Essa relação de predominância não apaga a beleza e a importância das formações menores, que muitas vezes abrigam ecossistemas únicos e riquezas minerais valiosas. A geologia africana demonstra que a ocorrência de planaltos facilitou a formação de depósitos minerais, impactando diretamente a economia de muitos países. Portanto, compreender a forma de relevo predominante na África significa também reconhecer como ela interage com as demais estruturas do relevo para formar um panorama geográfico complexo e fascinante.

Processos que modelaram o relevo planal

A formação dos planaltos africanos está intimamente ligada a forças internas da Terra, como a atividade vulcânica e as placas tectônicas, bem como a erosão externa provocada pelo vento, pela água e pelo gelo em períodos mais frios. O Planalto da Etiópia, por exemplo, surgiu a partir de erupções basálticas que preencheram vastas áreas, criando uma superfície plana em altitudes que chegam a 2.000 metros. Esses processos de elevação tectônica foram fundamentais para a emergência da forma de relevo predominante na África.

Após sua formação, a erosão tornou-se o principal agente modificador, cortando vales, modelando bordas e criando relevos secundários que enriquecem a paisagem. A ação contínua dos rios, especialmente em regiões de rochas mais frágeis, contribuiu para a suavização das superfícies, mas sem apagar a essência plana que define o relevo. Compreender esses mecanismos é essencial para interpretar a geologia e a dinâmica ambiental do continente, reforçando a importância da forma de relevo predominante na África.

História da África: Mapa - África Relevo
História da África: Mapa - África Relevo

Impactos na biodiversidade e na sociedade

A predominância dos planaltos tem consequences diretas sobre a biodiversidade e a sociedade africana. Em termos ecológicos, as diferentes altitudes e microclimas associados aos planaltos abrigam uma variedade de habitats, desde savanas até florestas de montanha, favorecendo a adaptação de diversas espécies. Regiões como a África Oriental abrigam uma das maiores concentrações de vida selvagem do mundo justamente por conta dessas características relevísticas.

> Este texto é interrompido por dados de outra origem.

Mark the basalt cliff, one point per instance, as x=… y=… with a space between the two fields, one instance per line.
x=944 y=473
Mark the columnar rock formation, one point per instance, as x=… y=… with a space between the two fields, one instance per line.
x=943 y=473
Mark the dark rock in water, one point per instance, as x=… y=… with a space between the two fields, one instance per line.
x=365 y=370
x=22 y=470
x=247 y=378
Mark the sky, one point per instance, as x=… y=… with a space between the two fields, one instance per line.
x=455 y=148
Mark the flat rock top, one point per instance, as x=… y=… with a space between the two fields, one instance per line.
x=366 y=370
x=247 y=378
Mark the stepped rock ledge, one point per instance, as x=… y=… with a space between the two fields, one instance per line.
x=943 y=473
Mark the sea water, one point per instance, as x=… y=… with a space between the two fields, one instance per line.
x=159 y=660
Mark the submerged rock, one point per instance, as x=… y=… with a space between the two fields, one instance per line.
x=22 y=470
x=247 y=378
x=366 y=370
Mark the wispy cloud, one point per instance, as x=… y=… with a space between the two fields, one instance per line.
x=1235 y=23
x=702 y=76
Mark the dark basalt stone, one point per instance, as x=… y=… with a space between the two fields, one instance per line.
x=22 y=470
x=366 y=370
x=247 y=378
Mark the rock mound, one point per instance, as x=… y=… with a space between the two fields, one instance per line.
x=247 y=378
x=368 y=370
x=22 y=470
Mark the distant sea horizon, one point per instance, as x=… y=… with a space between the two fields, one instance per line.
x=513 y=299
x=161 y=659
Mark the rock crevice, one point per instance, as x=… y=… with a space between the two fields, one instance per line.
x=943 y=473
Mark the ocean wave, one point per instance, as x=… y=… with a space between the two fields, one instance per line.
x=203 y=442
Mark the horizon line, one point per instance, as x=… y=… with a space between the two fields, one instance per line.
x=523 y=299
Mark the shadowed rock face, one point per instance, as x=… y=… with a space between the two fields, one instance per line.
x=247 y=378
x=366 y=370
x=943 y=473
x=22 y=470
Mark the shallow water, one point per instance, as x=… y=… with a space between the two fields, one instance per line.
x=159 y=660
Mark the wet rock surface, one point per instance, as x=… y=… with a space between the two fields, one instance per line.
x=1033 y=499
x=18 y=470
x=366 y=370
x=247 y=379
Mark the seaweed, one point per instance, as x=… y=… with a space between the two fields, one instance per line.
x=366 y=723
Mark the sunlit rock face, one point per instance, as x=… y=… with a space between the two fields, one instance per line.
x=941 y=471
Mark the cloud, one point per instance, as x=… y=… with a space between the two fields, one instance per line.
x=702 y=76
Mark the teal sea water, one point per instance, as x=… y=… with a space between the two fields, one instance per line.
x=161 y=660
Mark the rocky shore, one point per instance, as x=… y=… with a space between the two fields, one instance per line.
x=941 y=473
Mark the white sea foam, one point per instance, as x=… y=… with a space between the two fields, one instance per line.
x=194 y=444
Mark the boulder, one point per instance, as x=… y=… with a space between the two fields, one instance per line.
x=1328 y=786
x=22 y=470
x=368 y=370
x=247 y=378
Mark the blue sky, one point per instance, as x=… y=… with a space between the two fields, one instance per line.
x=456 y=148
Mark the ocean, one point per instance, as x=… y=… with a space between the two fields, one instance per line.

Para as populações humanas, os planaltos influenciam a agricultura, a urbanização e até mesmo a história cultural. Muitas grandes cidades, como Adis Abeba e Nairobi, localizam-se em áreas planaltos, aproveitando o clima mais ameno e a disponibilidade de recursos hídricos. Portanto, a forma de relevo predominante na África não é apenas um tema geográfico, mas um fator determinante para o desenvolvimento sustentável e a compreensão do continente como um todo.

Em resumo, a forma de relevo predominante na África é o planalto, uma estrutura geológica que define a identidade física do continente. Sua ampla distribuição, interação com outros relevos, origem tectônica e erosiva, além de seus impactos ecológicos e sociais, confirmam a importância de estudar e reconhecer essa característica natural como um dos pilares da geografia africana.